Ion exchange is a standard method of liquid clean-up [16]. The ion exchange materials are insoluble matrices containing displaceable ions, which are capable of exchanging with ions in the liquid passing through by reversible reaction. Organic and inorganic, naturally occurring and syn­thetic ion exchangers have found their specific fields of application in dif­ferent purification and liquid waste treatment processes. If the waste is relatively free of salts, mildly acidic in pH and requires a decontamination factor of around 100 or so, ion exchange may be a good choice. This process is more expensive than chemical treatment — especially when special purpose resins are used — but has a wider range of application with regard to radioactivity concentration.

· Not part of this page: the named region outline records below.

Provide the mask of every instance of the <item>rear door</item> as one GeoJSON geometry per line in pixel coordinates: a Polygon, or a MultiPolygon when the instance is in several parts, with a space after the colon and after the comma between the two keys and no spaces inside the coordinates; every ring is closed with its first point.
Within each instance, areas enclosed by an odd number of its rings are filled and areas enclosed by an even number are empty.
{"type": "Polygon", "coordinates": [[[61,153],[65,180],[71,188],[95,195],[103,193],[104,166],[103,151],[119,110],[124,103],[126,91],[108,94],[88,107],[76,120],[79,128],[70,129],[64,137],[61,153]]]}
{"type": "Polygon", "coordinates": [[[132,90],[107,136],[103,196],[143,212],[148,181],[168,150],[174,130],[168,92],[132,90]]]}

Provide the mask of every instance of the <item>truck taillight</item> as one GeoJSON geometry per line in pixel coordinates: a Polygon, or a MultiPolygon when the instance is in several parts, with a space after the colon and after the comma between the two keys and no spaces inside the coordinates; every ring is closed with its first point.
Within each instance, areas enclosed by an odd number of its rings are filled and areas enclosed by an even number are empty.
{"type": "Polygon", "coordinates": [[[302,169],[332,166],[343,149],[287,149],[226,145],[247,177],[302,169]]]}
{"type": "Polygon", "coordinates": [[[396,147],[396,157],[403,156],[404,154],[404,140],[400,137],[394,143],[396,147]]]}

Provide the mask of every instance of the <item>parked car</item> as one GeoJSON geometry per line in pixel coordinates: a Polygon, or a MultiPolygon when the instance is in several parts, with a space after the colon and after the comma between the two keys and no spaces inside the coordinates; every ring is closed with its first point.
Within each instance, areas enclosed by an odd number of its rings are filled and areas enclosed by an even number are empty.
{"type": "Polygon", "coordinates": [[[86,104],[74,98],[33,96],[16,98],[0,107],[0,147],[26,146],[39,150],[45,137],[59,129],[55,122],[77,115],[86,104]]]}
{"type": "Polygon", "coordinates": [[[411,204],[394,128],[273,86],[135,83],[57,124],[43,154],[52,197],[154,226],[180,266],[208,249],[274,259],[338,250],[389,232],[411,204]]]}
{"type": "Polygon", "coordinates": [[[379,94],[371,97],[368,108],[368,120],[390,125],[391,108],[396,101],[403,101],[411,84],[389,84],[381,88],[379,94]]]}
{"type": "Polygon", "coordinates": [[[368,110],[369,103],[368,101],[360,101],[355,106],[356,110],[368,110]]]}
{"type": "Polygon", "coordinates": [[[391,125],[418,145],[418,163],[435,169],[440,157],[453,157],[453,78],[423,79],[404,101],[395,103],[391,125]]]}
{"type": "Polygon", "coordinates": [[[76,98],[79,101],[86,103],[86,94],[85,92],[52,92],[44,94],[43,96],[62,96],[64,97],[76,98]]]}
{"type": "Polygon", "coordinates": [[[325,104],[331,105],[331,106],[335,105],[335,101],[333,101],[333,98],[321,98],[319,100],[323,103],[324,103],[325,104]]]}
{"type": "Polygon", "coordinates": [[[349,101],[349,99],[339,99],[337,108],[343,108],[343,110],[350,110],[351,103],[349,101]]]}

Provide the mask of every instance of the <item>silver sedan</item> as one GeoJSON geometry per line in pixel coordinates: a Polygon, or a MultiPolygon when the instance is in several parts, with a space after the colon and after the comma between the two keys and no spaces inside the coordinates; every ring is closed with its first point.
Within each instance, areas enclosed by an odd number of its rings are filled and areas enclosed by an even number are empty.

The limitation of conventional filtration and ion exchange is that colloidal particles, some radioactive, pass straight through to the product (treated) water. Colloidal particles containing 58/60Co, 54Mg, 55Fe and 125Sb are typical examples. Ultrafiltration is capable of removing these particles completely and has been adopted at a number of sites to complement the existing conventional filtration/ion exchange systems.

Membrane processes [ 17] are successfully used as one or more of the treatment steps in complex waste treatment schemes, which combine con­ventional and membrane treatment technologies. For example, electrodialy­sis is a well-established membrane technology that has been used widely for the desalination of brackish water and also to separate monovalent ions from multivalent ions. These combined systems offer superior treatment capabilities, particularly in instances where conventional methods alone could not perform a similar task as efficiently or effectively. They are capable of producing high-quality treated effluents with an acceptably low level of residual radioactivity for discharge, or for recycle and reuse. The concen­trate waste stream containing the removed radioactivity invariably needs further processing by evaporation or other means to facilitate final condi­tioning to a solid waste form suitable for intermediate storage and disposal. When applying membrane technologies, the selection of the membrane material, its configuration and the operating parameters are critical. A wide variety of membranes are commercially available with different operational characteristics [17] [ The choice of a membrane must be based not only on performance data (salt rejection, flux), but also take into account the inter­action of the membrane with the feed solution and whether this will lead to stable operation and minimal fouling (a process where deposits on surface or into pores of membrane cause performance degradation).

Evaporation is a proven method for the treatment of liquid radioactive waste providing both good decontamination and good concentration [18] . Water is removed in the vapour phase of the process leaving behind non­volatile components such as salts and most radionuclides. There could be situations when waste volumes are somewhat high, having a low salt content but a considerably higher activity level; in this event evaporation is used to reduce the waste volume to a concentrate and also to obtain a high decon­tamination factor (of the order of a few thousand). However, the process can be limited by the presence of volatile radionuclides, and also it is energy-intensive.